The death toll, which included eight foreigners and a group of yak herders, was expected to rise with so many unaccounted for after unseasonal snowstorms brought by the tail end of cyclone Hudhud that struck eastern India last weekend.

A Facebook page set up on Wednesday to help friends and relatives trace loved ones trekking in Nepal quickly filled with concerned posts from the United States, Canada, Australia and South Korea.

 "The weather is good," said Baburam Bhandari, district governor of Mustang district, the area worst hit by the disaster. "One army helicopter has already left for the site and more helicopters will be pressed into service later."

Rescue teams are focused on the area around the Thorang-La area near Annapurna, the world's 10th highest mountain. Rescuers called off their search after light faded and blizzards set in on Wednesday.

The hikers' deaths come during the peak trekking season in Nepal, home to eight of the world's 14 highest mountain peaks, including Mount Everest.For the past two days, Nepal has been lashed by heavy rains brought on by the cyclone that has battered neighbouring India since last weekend.

The weather triggered blizzards at high altitudes.
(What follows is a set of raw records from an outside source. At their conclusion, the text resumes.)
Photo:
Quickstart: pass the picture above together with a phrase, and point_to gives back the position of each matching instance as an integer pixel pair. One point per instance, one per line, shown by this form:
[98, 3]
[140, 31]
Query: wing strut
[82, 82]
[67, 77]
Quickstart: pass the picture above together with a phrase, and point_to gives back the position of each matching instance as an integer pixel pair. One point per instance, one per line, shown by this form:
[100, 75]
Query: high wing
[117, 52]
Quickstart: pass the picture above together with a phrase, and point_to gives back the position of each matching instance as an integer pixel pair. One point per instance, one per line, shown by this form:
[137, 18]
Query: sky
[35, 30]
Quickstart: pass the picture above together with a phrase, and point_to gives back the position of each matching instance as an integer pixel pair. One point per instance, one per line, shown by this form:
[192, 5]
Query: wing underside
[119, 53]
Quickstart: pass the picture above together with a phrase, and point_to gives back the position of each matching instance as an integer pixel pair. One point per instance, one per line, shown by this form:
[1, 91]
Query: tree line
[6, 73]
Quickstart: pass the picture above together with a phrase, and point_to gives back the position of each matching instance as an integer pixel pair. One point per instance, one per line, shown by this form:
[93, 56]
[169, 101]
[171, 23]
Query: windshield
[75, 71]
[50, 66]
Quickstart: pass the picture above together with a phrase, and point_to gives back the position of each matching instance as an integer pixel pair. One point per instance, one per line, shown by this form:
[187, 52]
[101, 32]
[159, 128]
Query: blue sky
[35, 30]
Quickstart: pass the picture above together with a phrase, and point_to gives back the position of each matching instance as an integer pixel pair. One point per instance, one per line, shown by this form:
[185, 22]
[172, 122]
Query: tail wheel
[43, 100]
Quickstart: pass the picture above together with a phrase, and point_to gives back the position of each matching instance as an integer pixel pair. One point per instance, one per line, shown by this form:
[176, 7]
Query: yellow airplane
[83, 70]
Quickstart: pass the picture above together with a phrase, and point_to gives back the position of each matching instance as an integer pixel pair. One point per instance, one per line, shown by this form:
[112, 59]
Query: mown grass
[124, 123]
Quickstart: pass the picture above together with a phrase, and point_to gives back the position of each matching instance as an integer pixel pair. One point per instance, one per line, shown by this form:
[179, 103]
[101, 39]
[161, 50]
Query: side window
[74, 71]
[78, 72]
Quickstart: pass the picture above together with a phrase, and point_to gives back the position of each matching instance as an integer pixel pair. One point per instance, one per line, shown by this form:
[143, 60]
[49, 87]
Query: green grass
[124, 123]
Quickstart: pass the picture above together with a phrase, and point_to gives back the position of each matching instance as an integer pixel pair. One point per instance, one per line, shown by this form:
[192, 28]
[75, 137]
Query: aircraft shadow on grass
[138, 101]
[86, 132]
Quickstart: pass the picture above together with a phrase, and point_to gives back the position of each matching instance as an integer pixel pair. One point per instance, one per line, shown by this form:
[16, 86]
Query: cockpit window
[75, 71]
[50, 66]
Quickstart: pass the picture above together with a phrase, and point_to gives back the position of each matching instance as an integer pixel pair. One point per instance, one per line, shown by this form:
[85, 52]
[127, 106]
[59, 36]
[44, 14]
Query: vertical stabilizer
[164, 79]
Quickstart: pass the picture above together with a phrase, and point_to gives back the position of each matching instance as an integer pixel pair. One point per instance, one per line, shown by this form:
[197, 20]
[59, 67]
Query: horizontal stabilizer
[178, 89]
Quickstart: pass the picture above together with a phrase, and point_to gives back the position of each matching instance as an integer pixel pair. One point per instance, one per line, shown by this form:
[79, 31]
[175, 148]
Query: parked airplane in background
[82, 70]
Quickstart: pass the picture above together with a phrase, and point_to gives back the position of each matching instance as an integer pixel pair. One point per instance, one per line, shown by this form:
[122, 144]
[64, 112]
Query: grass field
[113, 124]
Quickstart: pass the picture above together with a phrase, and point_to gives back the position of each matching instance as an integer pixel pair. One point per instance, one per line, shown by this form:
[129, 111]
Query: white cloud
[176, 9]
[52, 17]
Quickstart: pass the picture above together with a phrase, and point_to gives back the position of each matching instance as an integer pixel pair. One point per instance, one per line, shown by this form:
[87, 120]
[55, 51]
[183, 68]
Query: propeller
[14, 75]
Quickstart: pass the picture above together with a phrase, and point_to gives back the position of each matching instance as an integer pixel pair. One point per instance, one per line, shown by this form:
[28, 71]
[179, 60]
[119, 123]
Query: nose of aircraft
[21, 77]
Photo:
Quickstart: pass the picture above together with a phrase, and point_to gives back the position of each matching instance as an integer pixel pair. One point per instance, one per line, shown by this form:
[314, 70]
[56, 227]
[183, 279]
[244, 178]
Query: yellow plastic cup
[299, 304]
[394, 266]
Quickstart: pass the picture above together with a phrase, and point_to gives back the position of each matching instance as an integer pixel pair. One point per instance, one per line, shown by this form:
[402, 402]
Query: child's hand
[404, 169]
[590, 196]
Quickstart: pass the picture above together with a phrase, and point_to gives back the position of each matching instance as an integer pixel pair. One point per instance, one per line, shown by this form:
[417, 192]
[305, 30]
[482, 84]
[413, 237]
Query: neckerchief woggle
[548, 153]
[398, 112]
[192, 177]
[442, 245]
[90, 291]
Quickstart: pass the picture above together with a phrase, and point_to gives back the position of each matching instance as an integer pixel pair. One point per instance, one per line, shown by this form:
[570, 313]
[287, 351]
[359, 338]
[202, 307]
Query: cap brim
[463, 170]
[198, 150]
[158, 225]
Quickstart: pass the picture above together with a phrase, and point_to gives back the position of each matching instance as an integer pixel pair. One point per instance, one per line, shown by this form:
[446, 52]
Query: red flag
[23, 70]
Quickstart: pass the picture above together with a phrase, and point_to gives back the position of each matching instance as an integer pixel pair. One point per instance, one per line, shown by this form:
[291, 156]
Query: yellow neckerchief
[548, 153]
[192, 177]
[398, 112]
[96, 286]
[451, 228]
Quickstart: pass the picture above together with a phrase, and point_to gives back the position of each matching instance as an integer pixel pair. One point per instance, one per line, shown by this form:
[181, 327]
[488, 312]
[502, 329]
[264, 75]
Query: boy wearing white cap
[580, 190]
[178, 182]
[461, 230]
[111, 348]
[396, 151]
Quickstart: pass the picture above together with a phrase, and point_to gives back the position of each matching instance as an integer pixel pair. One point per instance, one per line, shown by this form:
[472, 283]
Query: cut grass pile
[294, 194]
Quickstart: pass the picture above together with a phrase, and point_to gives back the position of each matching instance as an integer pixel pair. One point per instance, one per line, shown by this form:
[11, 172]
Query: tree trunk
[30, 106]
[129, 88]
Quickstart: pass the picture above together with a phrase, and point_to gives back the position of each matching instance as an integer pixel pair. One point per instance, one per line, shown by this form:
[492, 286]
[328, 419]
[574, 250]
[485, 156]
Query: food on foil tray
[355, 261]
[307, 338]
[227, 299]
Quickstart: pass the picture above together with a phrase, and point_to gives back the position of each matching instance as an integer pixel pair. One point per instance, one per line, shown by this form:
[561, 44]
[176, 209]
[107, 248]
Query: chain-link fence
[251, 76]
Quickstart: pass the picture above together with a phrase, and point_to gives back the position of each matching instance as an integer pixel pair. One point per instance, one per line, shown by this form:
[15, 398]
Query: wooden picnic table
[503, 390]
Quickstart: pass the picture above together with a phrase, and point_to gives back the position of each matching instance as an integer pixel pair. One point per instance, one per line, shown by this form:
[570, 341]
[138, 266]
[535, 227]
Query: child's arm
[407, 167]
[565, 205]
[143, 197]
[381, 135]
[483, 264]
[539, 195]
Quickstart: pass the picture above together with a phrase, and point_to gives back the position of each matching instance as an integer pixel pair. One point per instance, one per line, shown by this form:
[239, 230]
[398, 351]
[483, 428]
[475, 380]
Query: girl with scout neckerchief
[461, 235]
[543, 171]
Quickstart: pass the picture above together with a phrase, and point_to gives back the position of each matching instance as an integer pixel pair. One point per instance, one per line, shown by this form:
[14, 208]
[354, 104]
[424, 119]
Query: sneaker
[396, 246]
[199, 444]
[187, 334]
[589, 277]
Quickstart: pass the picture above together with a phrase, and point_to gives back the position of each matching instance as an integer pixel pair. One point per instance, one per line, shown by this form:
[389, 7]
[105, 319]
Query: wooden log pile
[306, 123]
Ground teams of soldiers and police joined army helicopters looking for survivors or bodies.

Nepal's tourism industry is still recovering from the aftershocks of an ice avalanche that struck the lower reaches of Mount Everest in April, killing 16 guides in the worst disaster in the history of the world's highest peak.

More than a tenth of the nearly 800,000 tourists who visited Nepal in 2013 went hiking or mountain climbing, providing a key revenue stream for the aid-dependent nation, which relies on income from tourism for 4 percent of its gross domestic product.